It's all very well that my bank does, but it displays "National Savings and Invest..." which isn't its full name and would also be shown for any number of businesses with the same start to their name.
My mother's bank says "Lloyd's Banking Group PLC" which isn't its name, you'd have to know that it's owned by another group of banks to decode that.
Another of my accounts says "first direct (HSBC Bank plc)". It so happens I know that First Direct is owned by HSBC, but if I didn't shouldn't that further concern me?
This all ends up as extra cognitive load for humans, and it barely contributes to helping with the problem, because this information is only (can only be) displayed after all the backend stuff has finished happening, so it's too late to tell me that wasn't really my bank after I tell them my password...

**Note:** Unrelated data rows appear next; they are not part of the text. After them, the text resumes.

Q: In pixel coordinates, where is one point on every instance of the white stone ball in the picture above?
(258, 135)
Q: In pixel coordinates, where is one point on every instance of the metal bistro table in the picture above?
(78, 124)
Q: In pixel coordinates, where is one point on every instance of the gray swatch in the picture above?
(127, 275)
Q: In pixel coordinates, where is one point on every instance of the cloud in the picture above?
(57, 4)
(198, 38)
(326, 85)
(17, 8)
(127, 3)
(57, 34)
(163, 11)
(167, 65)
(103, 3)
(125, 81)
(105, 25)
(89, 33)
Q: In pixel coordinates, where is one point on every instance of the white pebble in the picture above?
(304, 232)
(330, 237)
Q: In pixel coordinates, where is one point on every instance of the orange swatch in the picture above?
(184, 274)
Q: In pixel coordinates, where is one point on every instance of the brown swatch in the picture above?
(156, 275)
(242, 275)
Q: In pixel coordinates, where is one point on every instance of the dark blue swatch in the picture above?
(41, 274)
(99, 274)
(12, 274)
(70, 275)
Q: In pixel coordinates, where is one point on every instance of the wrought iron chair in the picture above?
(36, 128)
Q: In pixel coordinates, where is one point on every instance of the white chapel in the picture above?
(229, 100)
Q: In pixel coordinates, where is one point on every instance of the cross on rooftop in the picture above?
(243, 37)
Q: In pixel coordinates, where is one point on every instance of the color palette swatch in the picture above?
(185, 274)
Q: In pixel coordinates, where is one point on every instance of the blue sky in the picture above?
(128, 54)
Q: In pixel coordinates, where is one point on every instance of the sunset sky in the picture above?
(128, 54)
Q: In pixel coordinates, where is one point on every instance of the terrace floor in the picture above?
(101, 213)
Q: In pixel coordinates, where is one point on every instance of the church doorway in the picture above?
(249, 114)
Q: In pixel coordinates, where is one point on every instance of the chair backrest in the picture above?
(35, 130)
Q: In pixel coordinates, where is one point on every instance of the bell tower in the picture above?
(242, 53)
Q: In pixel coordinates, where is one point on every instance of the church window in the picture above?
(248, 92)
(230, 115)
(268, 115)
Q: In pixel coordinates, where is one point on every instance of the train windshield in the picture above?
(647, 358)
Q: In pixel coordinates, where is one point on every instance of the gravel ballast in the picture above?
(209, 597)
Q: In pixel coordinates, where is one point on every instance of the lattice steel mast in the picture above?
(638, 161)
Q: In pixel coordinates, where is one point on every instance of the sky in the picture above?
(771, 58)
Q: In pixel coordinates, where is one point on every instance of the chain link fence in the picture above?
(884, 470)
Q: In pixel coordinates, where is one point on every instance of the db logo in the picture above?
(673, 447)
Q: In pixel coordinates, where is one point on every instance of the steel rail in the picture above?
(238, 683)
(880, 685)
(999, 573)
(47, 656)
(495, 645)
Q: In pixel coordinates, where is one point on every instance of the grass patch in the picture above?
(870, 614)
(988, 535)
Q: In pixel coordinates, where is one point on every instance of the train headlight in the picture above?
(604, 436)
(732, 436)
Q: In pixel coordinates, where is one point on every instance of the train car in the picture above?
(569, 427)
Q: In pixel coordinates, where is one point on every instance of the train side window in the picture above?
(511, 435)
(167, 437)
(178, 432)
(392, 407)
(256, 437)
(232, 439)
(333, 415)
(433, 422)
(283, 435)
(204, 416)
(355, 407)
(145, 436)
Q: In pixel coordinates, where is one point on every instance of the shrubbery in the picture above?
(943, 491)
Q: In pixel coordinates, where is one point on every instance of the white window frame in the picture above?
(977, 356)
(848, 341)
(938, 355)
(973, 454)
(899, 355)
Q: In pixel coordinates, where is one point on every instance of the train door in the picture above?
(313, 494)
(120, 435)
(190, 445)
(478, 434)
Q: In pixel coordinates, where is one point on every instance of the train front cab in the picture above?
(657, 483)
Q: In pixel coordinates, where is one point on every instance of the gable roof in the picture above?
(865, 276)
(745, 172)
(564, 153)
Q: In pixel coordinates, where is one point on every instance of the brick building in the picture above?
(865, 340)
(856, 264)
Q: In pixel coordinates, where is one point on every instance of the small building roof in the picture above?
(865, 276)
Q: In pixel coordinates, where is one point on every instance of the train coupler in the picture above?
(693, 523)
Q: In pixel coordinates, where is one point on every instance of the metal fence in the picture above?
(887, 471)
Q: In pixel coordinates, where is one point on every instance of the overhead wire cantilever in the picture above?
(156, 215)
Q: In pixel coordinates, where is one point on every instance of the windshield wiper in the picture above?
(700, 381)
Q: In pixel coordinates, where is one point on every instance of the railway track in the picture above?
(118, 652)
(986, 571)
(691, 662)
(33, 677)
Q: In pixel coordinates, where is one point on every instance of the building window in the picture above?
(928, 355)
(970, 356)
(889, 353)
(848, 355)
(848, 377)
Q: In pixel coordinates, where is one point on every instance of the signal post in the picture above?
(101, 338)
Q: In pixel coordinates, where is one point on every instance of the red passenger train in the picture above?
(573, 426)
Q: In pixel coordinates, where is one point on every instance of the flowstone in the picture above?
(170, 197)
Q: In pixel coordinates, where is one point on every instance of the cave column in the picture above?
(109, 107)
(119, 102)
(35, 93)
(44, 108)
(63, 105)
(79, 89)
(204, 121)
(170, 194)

It's a seperate topic, but yes, there's definitely a need to improve how names map to human understanding. Most people know 'Coke' or 'Coca Coca' than 'The Coca Cola Company' or 'CCA Amatil' or cocacola.com.im. There's discussion (mainly led by DigiCert) now about making EV use trademarks.
Getting access to someone's personal email account is often sufficient to gain access to everything else they use, including banks and other financial services, at least for long enough to clean out some money.
In some cases - most banks use 2FA, compromising email wouldn't be sufficient to handle that, but a phishing site can do a pass through attack and get both from the user.
But the point still stands: getting access to someone's bank account is far more direct way of getting access to their money than their gmail.
And yes your bank account is a higher value target than your gmail.